Que la Iglesia considera la pederastia, no solo un error de conducta, sino algo inadmisible, es un hecho. Que en este campo la tolerancia es cero, es un hecho. Que incluso entregue al brazo secular –a la justicia civil- a los mismos clérigos, es un hecho. Que excluya de la condición de clérigo a quien tiene una conducta pervertida, es un hecho. Que reciba a las víctimas y sus familiares, y las escuche -el propio Romano Pontífice en el mismo Vaticano-, es un hecho (varias veces verificado). Que haya decidido la exclusión de los verdugos y la aceptación de las víctimas, es un hecho. Que lamente profundamente no haber sido contundente desde el principio, es un hecho. Que haya indemnizado, hasta la quiebra económica en algunas diócesis, es un hecho. Que haya actuado contra sí misma, en cuanto institución, por no haber vigilado y traicionado en su esencia el mensaje cristiano, es un hecho. En fin, que la Iglesia haya manifestado públicamente su horror y su vergüenza ante tamaño escándalo, es un hecho. La Iglesia no puede subsistir en la mentira: sería su desintegración.

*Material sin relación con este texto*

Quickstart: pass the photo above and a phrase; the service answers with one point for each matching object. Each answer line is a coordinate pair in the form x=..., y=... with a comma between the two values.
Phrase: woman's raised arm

 Y frente a los hechos algunos oponen palabras. ¿Acaso no hay, por desgracia, bastantes en nuestra sociedad que han actuado de una manera ignominiosa? ¿No hay depredadores sexuales que roban la infancia? Sí; y muchos para nuestra desgracia: maestros, educadores, entrenadores deportivos, e incluso padres y familiares allegados; también de instituciones públicas. Está a la vista de todos: no hay mes (e incluso semana) que no haya una condena ante los tribunales valencianos sobre esta lacra social.

 

Y uno podría preguntar ¿aparte de las palabras, dónde están los hechos? ¿Quién asume responsabilidades? ¿Qué autoridad recibe a las víctimas y llora con ellas? Cuando recientemente el Sindic alerta de que 175 menores, bajo la tutela de la Generalitat, han sufrido abusos sexuales, aparte de palabras, ¿qué se ha hecho?: un galimatías de “y tú más” en ese gallinero en que se convierten, a veces, los parlamentos.

 

Claro que hay palabras, pero no hechos. Esta es la diferencia. Ciertamente la inmensa mayoría de clérigos y obispos no han tenido nada que ver con esos crímenes, son inocentes; pero han visto, quizá con ingenuidad, cómo les llovían las bombas de racimo sobre sus cabezas. Sin embargo, han asumido la cuestión como algo propio, han dado la cara, no se han escaqueado; y se han reunido con las víctimas para llorar juntos y para decirles que la amargura del mal sufrido no tiene la última palabra. Ciertamente, un solo caso para la Iglesia ya es demasiado; pero no se debe ajustar cuentas con un colectivo que de pronto descubre con horror que algún miembro descerebrado ha actuado, no solo al margen, sino en contra de la institución. Que sea juzgado el culpable, pero no todos los demás, que son inocentes.